Nov 17 2006
One of the enjoyable aspects of my job as a software consultant is mentoring and training.
I once worked with “Maggie” to complete an interface. She was leaving for another job and wanted to finish it before she left. Some of Maggie’s job responsibilities would be taken over by another woman, “Jane”.
Maggie was very easy to train; she already had some experience with the software and she was a quick learner. We got along fairly well and even had lunch together a few times. Maggie was Jane’s manager. I was slated to train Jane on the software after Maggie left.
Maggie wanted to be helpful by telling me a little bit about Jane’s background.
Here’s where it gets interesting.
Maggie had been mentoring Jane in the software in order to prepare her to take over. Maggie said that Jane did not have a programming background and I might have some difficulties training her.
Since I had been working with Maggie for a few weeks, and liked her, I naturally believed what she told me. In an effort to learn more about whom I would be working with, I asked Maggie more questions about Jane. Maggie attempted to be diplomatic but it was apparent that she did not like Jane.
Unfortunately, I fell a bit into “the enemy of my friend is my enemy” mentality and encouraged Maggie to gripe about Jane. Encouraging Maggie to badmouth Jane was my immature way of bonding with her.
Maggie leaves and I have to work with Jane. I wasn’t looking forward to it at all; I was expecting to work with someone prickly and defensive and difficult to train.
I then thought about what I was feeling. I didn’t even know Jane. I realized that I had allowed Maggie’s feelings to become my feelings and that I was expecting Jane to be awful.
I was going into my relationship with Jane with a set of negative expectations.
Have you ever had someone make assumptions about you that were false? Just think about how they might treat you if they believed you were a really slow learner. Or a liar. Or condescending…They would be looking for evidence of their assumptions and all your actions would be colored by their focus. You in turn might judge them negatively depending on how their assumptions affected their behavior of you. A possible vicious cycle.

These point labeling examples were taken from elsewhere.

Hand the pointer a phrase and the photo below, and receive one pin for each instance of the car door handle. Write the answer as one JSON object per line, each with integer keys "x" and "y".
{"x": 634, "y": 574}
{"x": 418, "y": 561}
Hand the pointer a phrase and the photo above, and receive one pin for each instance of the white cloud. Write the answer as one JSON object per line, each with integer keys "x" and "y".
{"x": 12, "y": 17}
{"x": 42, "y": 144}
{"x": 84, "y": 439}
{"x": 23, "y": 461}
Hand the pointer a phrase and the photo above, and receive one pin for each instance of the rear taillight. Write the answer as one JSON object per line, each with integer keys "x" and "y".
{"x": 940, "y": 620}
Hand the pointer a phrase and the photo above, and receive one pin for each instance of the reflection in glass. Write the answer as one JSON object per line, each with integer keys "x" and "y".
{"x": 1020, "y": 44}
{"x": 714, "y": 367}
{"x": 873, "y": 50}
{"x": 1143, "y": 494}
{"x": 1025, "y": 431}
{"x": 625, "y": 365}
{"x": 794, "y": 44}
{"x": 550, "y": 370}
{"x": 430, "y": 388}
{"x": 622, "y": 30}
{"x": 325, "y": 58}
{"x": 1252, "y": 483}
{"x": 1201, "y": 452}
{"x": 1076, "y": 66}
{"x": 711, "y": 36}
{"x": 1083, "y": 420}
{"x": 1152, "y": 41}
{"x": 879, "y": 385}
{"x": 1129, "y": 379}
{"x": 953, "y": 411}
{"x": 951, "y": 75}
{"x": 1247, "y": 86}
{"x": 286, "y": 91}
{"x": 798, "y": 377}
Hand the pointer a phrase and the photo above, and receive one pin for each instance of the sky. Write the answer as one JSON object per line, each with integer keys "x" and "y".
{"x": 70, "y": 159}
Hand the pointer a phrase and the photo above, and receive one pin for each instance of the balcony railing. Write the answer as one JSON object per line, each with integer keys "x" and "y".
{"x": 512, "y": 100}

I decided that instead of letting Maggie’s relationship with Jane become mine, I would form my own relationship with her.
I ended up liking Jane very much and while she wasn’t as easy to train as Maggie, this had more to do with her lack of programming experience than with her intelligence. I really enjoyed working with her and I felt a lot of satisfaction with seeing her learn and gain confidence with her abilities.
Meeting Jane “fresh” allowed me to interpret all of her actions in a positive light, which is my natural inclination. If I had allowed myself to see Jane through Maggie’s eyes, I may have interpreted Jane’s no-nonsense straightforward manner as defensive.
I want to like everyone I meet. It takes me a lot more energy to dislike people and I feel tired and drained. Liking people is much more energizing. If possible, I try to interpret their actions in a good light.
I don’t like everyone. But not liking someone is not disliking or hating them. I’ve hated people and it feels really bad. If I can’t like someone, I try to remain neutral and if I think they will really lower my energy, I avoid them.
I try to bring positive energy into meeting anyone for the first time. I believe that if you think the best of them, they will feel that positive energy and live up to your expectation.
I notice that in living my life this way, people usually prove me right.
So try to bring positive energy into all your interactions.
Who knows, someone may have a negative assumption about you and you will pleasantly surprise them!